16 thoughts on “NW 19th Avenue, 1962

  1. ‘59 or ‘60 Chevrolet facing south and a Buick parked facing west (I think). S & H Green Stamps! My mother did some of her Christmas shopping with those!

  2. Remember seeing those Fire pull boxes all over town, Wonder if it was tripped when the power pole was damaged.

  3. Hi,
    I have discovered the “Nineteenth Street” book too! Definitely a favorite.
    There is another one by Richard Marlitt, “Matters Of Proportion”, about the residential architecture of Whidden & Lewis.


  4. I remember the S&H Green Stamps. As a small kid my dad would always let me lick and stick them in the booklet. As I got older I was scared to tell the kids at school because I thought they would bully me for being on food stamps. Until he explained the difference.

  5. Late afternoon of the Columbus Day Storm my dad was parked in front of the old Neighborhood House in South Portland (2nd & Wood) waiting to pick up my sister from dance class.
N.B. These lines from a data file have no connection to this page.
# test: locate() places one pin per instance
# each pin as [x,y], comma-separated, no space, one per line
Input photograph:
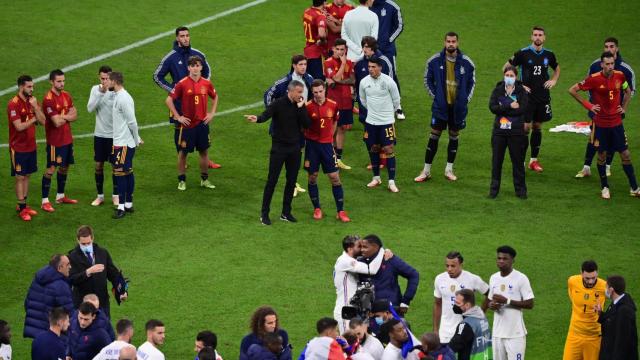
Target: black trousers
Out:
[289,156]
[516,145]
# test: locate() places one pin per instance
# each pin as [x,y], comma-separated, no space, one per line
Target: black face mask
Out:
[457,310]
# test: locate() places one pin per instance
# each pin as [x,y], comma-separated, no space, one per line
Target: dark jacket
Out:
[175,63]
[508,121]
[619,331]
[86,343]
[435,81]
[251,339]
[96,283]
[48,346]
[48,289]
[287,123]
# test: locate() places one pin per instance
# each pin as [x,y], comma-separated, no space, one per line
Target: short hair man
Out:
[194,117]
[356,24]
[52,280]
[509,293]
[91,267]
[445,287]
[610,45]
[124,329]
[379,94]
[125,142]
[586,293]
[619,329]
[450,79]
[340,77]
[314,23]
[606,89]
[87,340]
[289,118]
[101,100]
[472,337]
[535,61]
[175,64]
[49,344]
[324,115]
[24,113]
[59,113]
[155,338]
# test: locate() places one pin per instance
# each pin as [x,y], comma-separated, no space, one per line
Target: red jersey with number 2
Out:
[605,91]
[194,96]
[323,120]
[312,20]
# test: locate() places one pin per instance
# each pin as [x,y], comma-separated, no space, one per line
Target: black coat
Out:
[96,283]
[619,331]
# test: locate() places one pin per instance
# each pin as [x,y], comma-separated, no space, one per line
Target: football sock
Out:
[338,196]
[314,195]
[452,149]
[536,141]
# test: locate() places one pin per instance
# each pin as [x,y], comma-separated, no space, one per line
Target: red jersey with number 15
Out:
[57,105]
[21,141]
[194,96]
[323,120]
[605,91]
[312,20]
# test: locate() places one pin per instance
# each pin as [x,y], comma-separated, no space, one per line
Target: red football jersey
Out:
[338,13]
[606,91]
[323,120]
[312,20]
[57,105]
[21,141]
[194,96]
[341,93]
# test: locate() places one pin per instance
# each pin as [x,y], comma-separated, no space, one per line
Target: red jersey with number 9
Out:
[323,120]
[312,20]
[605,91]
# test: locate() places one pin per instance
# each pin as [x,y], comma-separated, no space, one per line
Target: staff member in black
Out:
[91,267]
[289,118]
[509,103]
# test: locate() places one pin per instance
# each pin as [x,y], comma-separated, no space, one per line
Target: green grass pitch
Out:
[200,259]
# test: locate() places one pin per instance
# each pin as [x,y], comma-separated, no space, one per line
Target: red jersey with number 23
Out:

The winds were blowing like a gale, and when huge branches and whole tree limbs started blowing down the street from Lair Hill Park, he realized how dangerous this storm was. So he ran into the building, got my sis, and somehow they made it out Barbur Blvd. and through the West Hills, dodging downed trees and even telephone poles to where we lived. It was one wild ride and sis has never forgotten it.

  6. Today a storm of that magnitude would cripple the Portland area for weeks just because there is probably 3 to 4 times the number of trees now. And lots more people to be endangered and more buildings and houses to be damaged. We were lucky it was mild weather after the storm, it was almost spring like. It would have been a lot worse had the weather turned cold. Cleanup continued way into summer after the Columbus Day Storm

  7. What I remember is how nice the weather was the few days after the storm, sound of chain saws, no power, my Dad going out to the 53 Pontiac to listen to the radio news reports, neighbor lady bringing over her electric coffee pot forgetting that it had to be plugged in, debris flying by the windows…I could go on and on.

  8. Joan and Billy — re: Nineteenth Street by Richard Marlitt — there are 14 copies of the 1978 edition (and a few of the 1968 edition) available from the Multnomah County Public Library. As I write this, 11 copies of the 1978 edition are available, so lots of us VP readers in the Portland area can borrow a copy!

  9. I remember my mother cooking on the Coleman stove inside during the five days without power–I’m lucky to be here! My sister took cold showers, but I wasn’t about to.

  10. The building on the left in the California style was designed by Portland architect
    for Warner Bros and constructed in 1932. This was the location where Warner Bros. distributed movies throughout the Northwest. My office was in that building off the service drive that separated the two buildings. I was there from 1968 to 1974.